Promedio Rojo
No entraré en detalles sobre que discutimos mi madre y yo, de momento basta con saber que el último tiempo me había decepcionado de la vida y de ella. Ella era mi vida desde que mi padre se había ido, y ahora todo se encontraba a punto de derrumbarse.
Siempre he pensado que obrar bien trae beneficios, lógicamente no se puede hacer siempre esperando encontrar una mina de oro, pero son los valores que me habían inculcado en casa de mi abuela, donde pasé gran parte de mi niñez.
Todo estaba a punto de cambiar y no lo sabría hasta dentro de un año y medio, pero aprendería una valiosa lección de vida.
Me desperecé haciendo el único ejercicio presente en mi vida en lo que iba del último año escolar. Miré el despertador y se me congeló la espalda. —¡Mierda son las 7:45 am!.
Créanme que no era mi deseo llegar siempre atrasado, pero la vida confabulaba en mi contra, o al menos eso me decía cada día.
Me apresuré en vestirme sabiendo que la ducha la dejaría para después, tomé mi mochila tirando en su interior el primer cuaderno que encontré mientras de reojo divisaba un extraño dibujo fálico que no había visto antes. —Alex — Pensé en voz alta.
Tomé el desodorante de mi velador y con dos pasadas en forma de cruz por cada axila ya me sentía preparado para afrontar mi día.

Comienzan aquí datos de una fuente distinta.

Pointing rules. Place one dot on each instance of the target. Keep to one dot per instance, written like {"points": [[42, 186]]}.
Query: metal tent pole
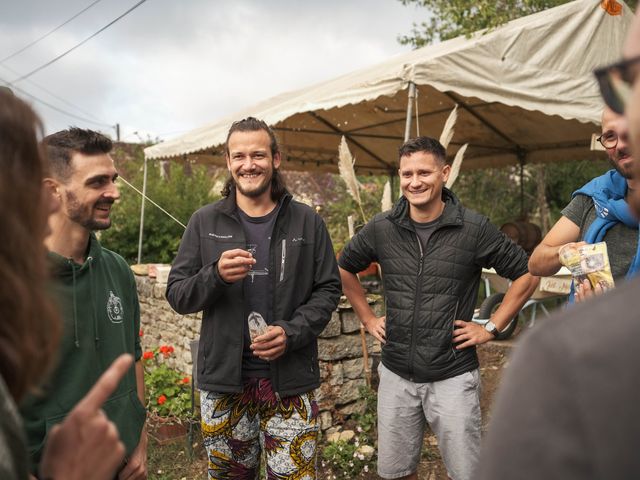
{"points": [[144, 196], [410, 102]]}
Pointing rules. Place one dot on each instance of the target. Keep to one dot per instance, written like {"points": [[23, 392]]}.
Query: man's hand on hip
{"points": [[376, 327], [467, 334], [271, 344]]}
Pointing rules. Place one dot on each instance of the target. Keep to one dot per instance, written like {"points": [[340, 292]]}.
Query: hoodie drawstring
{"points": [[75, 307], [93, 303]]}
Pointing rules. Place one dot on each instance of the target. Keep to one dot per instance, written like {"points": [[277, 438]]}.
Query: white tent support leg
{"points": [[144, 196], [410, 101]]}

Como siempre la velocidad era mi aliada, y mi desayuno fue un vaso de leche congeladísima con una rebanada de pan molde tan duro como el molde donde se había cocido. Lo miré y supe que seríamos la mejor dupla de la mañana.
Mi hermana, Rose, ya había salido de casa en el momento en que mi desayuno cruzaba fugazmente mi garganta. Era todo lo opuesto a mi en cuanto a puntualidad, y a pesar de ser menor, tenía un sentido de responsabilidad mucho mayor. Ya se había cansado de luchar contra mis ganas de seguir durmiendo, lo que le había costado más de alguna visita al director por parte de los inspectores. Pero era mi hermana y se que quería lo mejor para mi.
Arribé a mi destino muy temprano. A eso de las 9.00 am ya estaba donde debía; en Inspectoría.
Para mi madre quien usualmente no participaba de actividades escolares, era realmente un suplicio saber que la única manera de seguir estudiando grátis, era constantemente visitar la escuela para entregar alguna justificación de mis reiterados atrasos. Ella se empecinaba en pensar que yo la detestaba tanto por lo ocurrido con mi padre, que mi vida se centraba en buscar nuevas maneras de darle disgustos.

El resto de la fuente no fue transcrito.